Prévisible, enfin, le fait que la trop grande dépendance de la France à l’égard d’une source de production électrique – à savoir le nucléaire – constituait une vulnérabilité. Le risque d’une mise à l’arrêt d’une partie importante du parc nucléaire pour raison de sûreté, à cause d’un défaut générique, avait été énoncé clairement et fortement depuis longtemps. M. Pierre-Franck Chevet, président de l’Autorité de sûreté nucléaire – dont j’avais proposé la nomination –, avait lancé l’alerte à ce propos en 2013, dans le cadre du débat national sur la transition énergétique que je présidais, et cet élément avait été pris en compte dans la synthèse. À ce risque identifié de longue date se sont ajoutés le décalage de certaines opérations de maintenance, lié à la pandémie, ou encore les dérogations demandées lors de la sécheresse. Ces événements illustrent la sensibilité du nucléaire aux chocs externes. Les conséquences sont très lourdes sur les plans économique et social, mais aussi écologique, avec une augmentation du bilan carbone de l’électricité.

Tous ces risques étaient donc connus. Ils sont au fondement de la nécessité d’une grande transformation de la politique énergétique du pays, et ce depuis longtemps.

Soit on recherche des boucs émissaires, dans une sorte de jeu politicien du mistigri, ce qui serait de peu d’intérêt et représenterait une immense perte de temps pour votre commission d’enquête, soit – et ce serait l’intérêt de la nation – on peut prendre un peu de hauteur et de recul, et constater, par-delà les alternances et les changements de ministre, certainement trop nombreux dans ce domaine, qu’il y a une permanence de l’inertie française. Il y a, en fait, une ligne de fuite continue, dont il faut examiner les causes profondes.

La première de ces causes est la négation des limites planétaires et de notre entrée dans une nouvelle ère géologique : l’Anthropocène.

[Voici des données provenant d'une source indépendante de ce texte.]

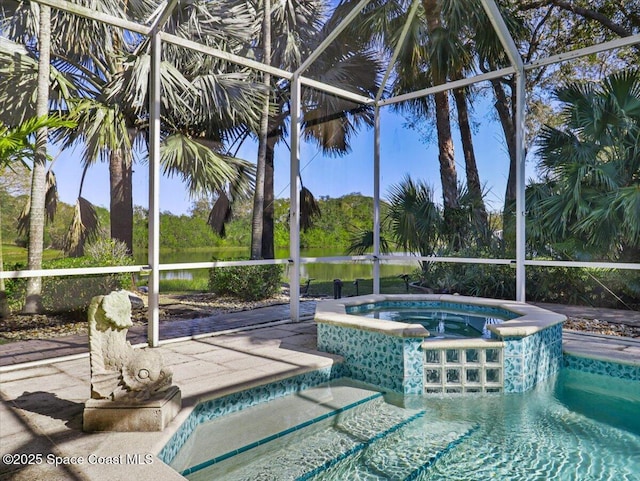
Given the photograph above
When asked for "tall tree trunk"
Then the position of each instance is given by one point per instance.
(506, 115)
(257, 226)
(33, 300)
(268, 229)
(471, 167)
(446, 157)
(121, 198)
(4, 308)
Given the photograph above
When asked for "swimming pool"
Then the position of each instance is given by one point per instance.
(575, 425)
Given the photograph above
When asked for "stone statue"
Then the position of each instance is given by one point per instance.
(118, 371)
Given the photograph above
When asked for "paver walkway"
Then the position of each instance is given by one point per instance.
(34, 350)
(37, 349)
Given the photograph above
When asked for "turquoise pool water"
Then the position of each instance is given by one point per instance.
(574, 426)
(461, 322)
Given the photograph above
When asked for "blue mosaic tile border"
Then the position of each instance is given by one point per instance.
(255, 444)
(606, 368)
(469, 308)
(214, 408)
(532, 359)
(390, 362)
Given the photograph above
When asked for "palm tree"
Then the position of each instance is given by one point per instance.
(15, 147)
(109, 77)
(592, 167)
(441, 44)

Celle-ci se caractérise par la destruction, à un rythme qui s’accélère, des conditions d’habitabilité de la Terre et par l’épuisement des ressources, résultat de la civilisation thermo-industrielle. Elle est porteuse d’une dynamique d’effondrements systémiques, de tout ce qui nous permet de vivre : chaos climatique, risques pour les éléments de base de la subsistance comme l’eau et l’alimentation, exacerbation des tensions géopolitiques face à la pénurie des ressources, et son cortège de guerres, conventionnelles ou hybrides.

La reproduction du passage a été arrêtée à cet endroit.